Cannabis em estufa: estudo revela vantagem econômica

Estudo realizado em Nova York mostra que o cultivo de cannabis em estufa pode ter maior rentabilidade com variedades fotoperiódicas. Confira!

Cannabis em estufa foi avaliada em estudo que comparou produtividade e rentabilidade de variedades fotoperiódicas e autoflorescentes | CanvaPro

Cultivar cannabis em estufa é uma estratégia que permite maior controle sobre luz, temperatura, umidade e outros fatores que influenciam o desenvolvimento das plantas. 

Agora, um estudo realizado em Nova York aponta que, em determinadas condições, as variedades fotoperiódicas podem oferecer uma vantagem econômica importante em relação às autoflorescentes.

O trabalho avaliou produtividade, características das plantas, custos de produção e rentabilidade em uma estufa comercial no estado de Nova York.

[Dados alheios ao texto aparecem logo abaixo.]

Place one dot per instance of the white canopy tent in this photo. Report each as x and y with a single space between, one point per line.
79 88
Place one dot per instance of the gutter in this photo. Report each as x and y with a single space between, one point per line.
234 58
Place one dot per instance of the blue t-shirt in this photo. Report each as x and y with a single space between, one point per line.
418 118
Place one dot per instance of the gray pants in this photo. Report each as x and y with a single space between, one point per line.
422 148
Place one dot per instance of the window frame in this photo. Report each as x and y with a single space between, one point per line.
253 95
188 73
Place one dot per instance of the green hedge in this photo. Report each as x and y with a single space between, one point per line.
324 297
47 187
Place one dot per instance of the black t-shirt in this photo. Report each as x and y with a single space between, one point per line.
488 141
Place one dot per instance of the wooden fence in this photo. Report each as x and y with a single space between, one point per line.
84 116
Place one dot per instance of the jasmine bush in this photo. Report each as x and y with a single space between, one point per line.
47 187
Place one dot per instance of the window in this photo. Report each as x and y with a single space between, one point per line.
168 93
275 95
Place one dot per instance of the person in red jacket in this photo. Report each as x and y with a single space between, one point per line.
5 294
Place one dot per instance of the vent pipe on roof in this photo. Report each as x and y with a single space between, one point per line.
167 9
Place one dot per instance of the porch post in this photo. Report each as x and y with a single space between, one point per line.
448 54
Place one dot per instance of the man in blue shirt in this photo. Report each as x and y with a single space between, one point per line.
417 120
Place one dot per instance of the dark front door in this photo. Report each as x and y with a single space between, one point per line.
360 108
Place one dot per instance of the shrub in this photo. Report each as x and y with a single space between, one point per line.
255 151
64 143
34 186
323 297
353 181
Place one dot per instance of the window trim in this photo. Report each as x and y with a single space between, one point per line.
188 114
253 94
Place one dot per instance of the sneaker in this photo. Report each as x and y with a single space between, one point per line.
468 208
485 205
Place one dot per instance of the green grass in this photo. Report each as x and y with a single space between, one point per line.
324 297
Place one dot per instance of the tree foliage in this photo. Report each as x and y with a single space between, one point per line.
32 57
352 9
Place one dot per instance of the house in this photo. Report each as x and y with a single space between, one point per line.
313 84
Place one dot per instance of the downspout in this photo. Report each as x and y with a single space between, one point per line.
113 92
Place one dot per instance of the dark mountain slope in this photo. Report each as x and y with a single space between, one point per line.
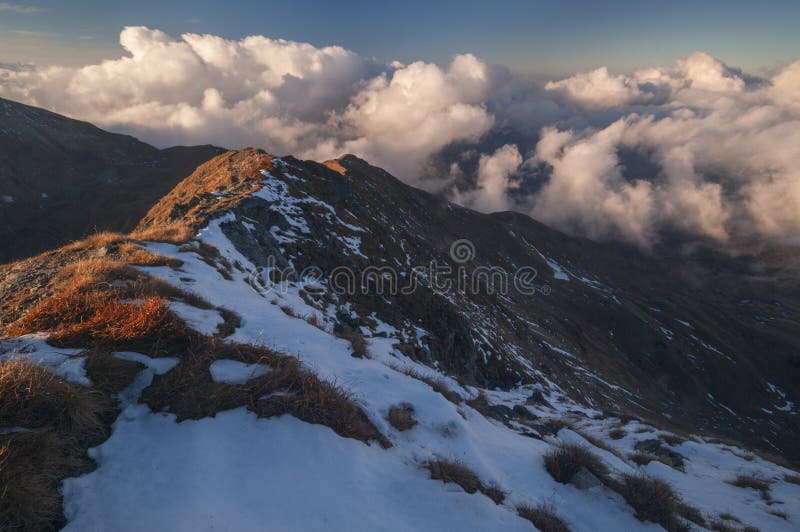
699 346
61 179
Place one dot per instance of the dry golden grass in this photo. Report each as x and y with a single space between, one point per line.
672 439
173 233
543 518
640 458
33 398
617 433
97 240
439 386
106 302
653 500
32 465
60 421
563 462
456 472
189 392
139 256
108 373
402 417
751 481
356 339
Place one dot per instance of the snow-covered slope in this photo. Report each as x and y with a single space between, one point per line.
238 471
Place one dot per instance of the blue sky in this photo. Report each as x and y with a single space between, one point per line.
541 36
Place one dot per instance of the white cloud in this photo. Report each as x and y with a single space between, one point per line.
491 193
16 8
723 148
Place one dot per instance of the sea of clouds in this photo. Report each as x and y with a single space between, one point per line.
696 148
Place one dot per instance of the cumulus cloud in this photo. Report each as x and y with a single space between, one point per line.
286 96
491 193
696 146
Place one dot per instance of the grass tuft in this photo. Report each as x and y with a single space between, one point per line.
564 462
543 517
402 417
458 473
751 481
653 500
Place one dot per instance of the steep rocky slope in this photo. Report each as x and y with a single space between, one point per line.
257 356
61 179
673 341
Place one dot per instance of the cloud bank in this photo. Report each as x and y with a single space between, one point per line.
695 147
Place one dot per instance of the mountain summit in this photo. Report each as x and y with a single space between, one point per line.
61 179
300 345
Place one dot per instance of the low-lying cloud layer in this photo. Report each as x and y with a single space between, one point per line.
695 147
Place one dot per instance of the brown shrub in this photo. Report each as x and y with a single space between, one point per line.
58 422
230 322
672 439
438 385
189 392
211 256
32 466
97 240
719 526
563 462
402 417
494 492
690 513
652 499
751 481
108 373
147 326
455 472
356 339
141 257
640 458
543 517
617 434
33 398
173 233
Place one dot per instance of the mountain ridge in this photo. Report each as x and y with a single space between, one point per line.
61 178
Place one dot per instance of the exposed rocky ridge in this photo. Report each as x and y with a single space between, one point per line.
61 179
714 351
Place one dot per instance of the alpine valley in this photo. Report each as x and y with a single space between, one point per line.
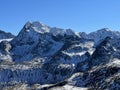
41 57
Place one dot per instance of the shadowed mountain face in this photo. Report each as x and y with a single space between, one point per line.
44 57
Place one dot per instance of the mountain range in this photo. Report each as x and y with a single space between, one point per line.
41 57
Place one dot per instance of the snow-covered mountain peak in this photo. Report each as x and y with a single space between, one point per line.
42 28
101 34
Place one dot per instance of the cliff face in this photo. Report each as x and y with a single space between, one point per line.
40 54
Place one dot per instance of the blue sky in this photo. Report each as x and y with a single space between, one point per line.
80 15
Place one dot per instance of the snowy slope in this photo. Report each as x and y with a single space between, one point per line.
44 57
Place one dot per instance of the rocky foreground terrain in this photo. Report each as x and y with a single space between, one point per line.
41 57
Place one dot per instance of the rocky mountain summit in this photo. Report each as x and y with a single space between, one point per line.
41 57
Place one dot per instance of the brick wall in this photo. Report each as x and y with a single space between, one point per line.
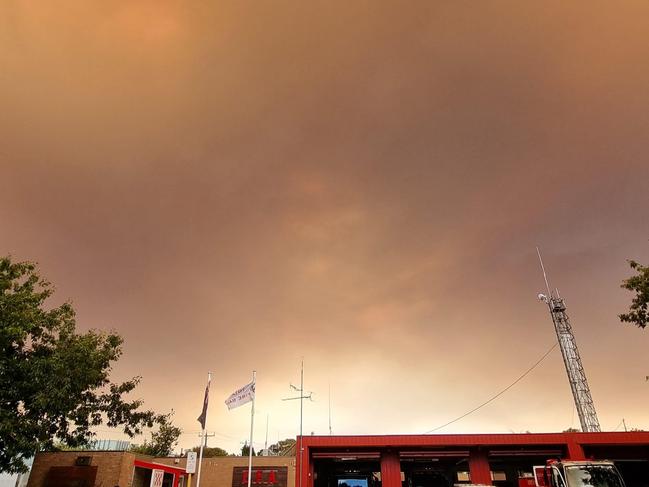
113 468
217 471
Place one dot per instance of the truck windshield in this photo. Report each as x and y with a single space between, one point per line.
593 476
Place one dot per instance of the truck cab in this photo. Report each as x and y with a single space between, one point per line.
568 473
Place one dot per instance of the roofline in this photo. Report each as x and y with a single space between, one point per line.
599 438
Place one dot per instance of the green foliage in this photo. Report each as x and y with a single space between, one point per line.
54 382
162 441
638 284
211 451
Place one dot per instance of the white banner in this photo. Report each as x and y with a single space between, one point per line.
157 476
241 396
190 466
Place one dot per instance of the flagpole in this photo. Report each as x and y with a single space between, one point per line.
252 425
203 437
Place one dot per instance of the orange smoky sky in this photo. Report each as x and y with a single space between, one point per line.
237 185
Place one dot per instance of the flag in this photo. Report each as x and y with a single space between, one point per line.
203 417
241 396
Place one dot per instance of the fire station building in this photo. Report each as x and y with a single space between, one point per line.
502 460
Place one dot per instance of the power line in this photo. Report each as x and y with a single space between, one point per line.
500 393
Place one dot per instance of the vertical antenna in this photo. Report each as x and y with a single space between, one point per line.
547 286
329 409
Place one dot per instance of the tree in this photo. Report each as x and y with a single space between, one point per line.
162 441
54 381
638 314
211 451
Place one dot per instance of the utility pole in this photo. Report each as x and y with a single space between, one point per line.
301 397
571 357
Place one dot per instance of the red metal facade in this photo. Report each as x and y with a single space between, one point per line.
478 446
176 472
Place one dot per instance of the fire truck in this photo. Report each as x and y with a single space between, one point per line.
584 473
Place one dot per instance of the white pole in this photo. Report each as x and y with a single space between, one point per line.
203 437
252 425
301 410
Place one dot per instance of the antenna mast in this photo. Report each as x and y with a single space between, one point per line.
571 358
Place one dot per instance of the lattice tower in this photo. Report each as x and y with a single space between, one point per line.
574 368
571 358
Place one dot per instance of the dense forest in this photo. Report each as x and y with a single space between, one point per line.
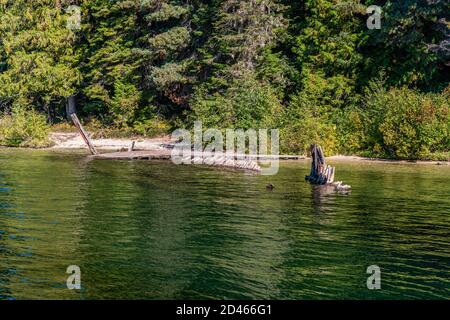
312 68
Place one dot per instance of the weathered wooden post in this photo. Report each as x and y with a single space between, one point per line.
320 172
84 134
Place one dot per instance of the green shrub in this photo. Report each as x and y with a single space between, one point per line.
297 137
24 127
245 104
151 127
402 123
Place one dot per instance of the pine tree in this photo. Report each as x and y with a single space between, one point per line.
166 48
38 60
111 80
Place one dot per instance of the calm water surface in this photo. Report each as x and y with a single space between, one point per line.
152 230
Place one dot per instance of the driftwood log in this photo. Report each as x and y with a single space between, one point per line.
84 134
321 173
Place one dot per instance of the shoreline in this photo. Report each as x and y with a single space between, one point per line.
72 141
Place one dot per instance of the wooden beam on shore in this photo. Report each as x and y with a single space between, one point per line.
84 134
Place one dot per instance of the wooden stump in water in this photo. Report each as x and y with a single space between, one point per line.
320 173
323 174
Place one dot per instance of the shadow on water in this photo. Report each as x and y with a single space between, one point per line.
152 230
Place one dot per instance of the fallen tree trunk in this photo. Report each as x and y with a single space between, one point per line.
84 134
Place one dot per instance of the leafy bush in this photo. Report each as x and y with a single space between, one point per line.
402 123
245 104
151 127
24 127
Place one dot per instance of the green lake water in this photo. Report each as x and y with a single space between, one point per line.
153 230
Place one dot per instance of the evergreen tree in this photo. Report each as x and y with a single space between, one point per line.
38 60
111 78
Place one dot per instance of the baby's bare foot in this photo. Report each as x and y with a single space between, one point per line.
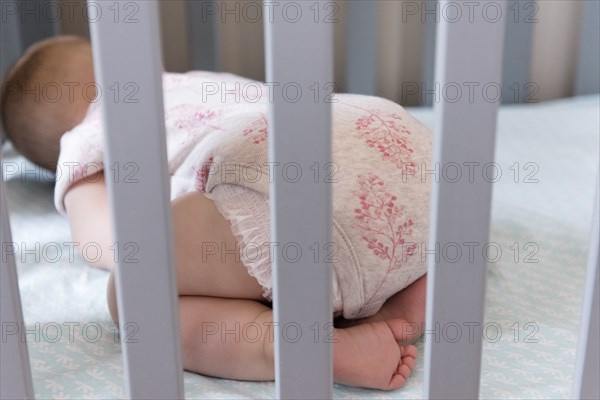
369 355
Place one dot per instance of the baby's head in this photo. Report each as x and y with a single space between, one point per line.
43 96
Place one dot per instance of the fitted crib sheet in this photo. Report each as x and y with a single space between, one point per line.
533 299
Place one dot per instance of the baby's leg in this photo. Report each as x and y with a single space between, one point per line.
406 308
233 338
227 332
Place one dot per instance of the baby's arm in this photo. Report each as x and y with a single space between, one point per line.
87 208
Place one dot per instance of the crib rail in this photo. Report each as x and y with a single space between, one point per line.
127 56
300 137
128 53
587 366
15 371
464 135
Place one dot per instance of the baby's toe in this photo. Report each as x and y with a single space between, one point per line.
397 381
404 370
409 351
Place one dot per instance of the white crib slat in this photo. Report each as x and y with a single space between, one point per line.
10 36
588 63
127 61
587 367
203 22
467 51
15 372
361 46
299 55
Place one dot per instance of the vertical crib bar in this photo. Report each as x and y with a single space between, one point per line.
587 367
588 62
203 23
516 87
361 47
299 67
15 372
10 36
128 69
427 73
469 52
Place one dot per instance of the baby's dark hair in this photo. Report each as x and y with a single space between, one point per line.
36 105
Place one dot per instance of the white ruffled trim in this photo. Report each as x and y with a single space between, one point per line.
248 213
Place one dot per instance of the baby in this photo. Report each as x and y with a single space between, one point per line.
379 216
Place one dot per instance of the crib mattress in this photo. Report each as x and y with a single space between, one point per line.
542 208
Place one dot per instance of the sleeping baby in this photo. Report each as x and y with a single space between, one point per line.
218 165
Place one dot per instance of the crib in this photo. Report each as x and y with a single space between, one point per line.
464 134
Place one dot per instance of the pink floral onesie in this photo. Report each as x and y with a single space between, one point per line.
217 131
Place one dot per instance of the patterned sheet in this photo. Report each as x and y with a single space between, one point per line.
547 154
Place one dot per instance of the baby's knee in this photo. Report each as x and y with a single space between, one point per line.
111 298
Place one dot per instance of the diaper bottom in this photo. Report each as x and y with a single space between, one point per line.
249 215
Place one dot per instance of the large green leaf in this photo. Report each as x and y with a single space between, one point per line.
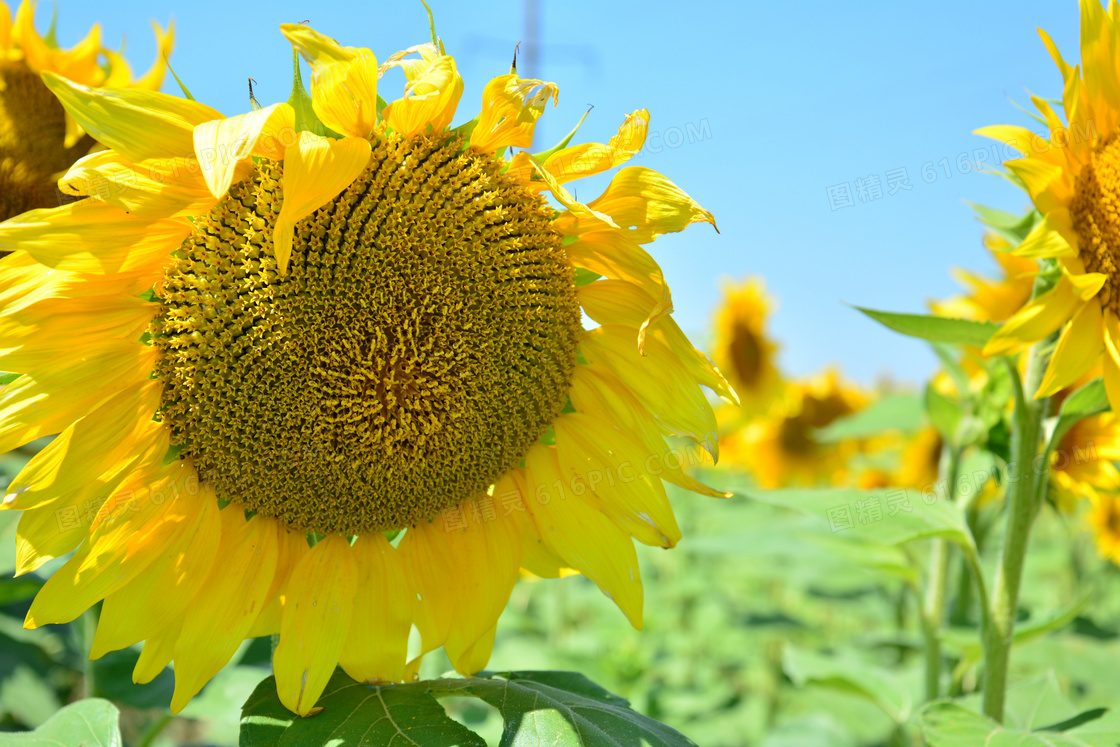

Os resultados mostram que a escolha da genética pode fazer diferença não apenas na colheita, mas também na conta final da produção.

Cannabis em estufa combina tecnologia e controle

O cultivo protegido permite criar um ambiente mais previsível para o desenvolvimento das plantas. 

Em vez de depender exclusivamente das condições externas, o produtor consegue controlar diversos elementos que interferem no ciclo da cannabis.

No estudo, a produção ocorreu em uma estrutura de aproximadamente 30 mil pés quadrados, dividida em diferentes módulos de cultivo.

Os pesquisadores compararam variedades fotoperiódicas e autoflorescentes, observando tanto o desempenho agronômico quanto os impactos econômicos de cada sistema.

Entre os fatores analisados estavam:

  • produtividade por planta;
  • duração do ciclo;
  • biomassa produzida;
  • custos de mão de obra;
  • número de cultivos possíveis por ano;
  • concentração de canabinoides;
  • receita estimada.

Essa combinação permitiu que os pesquisadores fossem além da pergunta sobre qual planta produz mais. O objetivo foi entender qual sistema poderia oferecer melhor resultado financeiro.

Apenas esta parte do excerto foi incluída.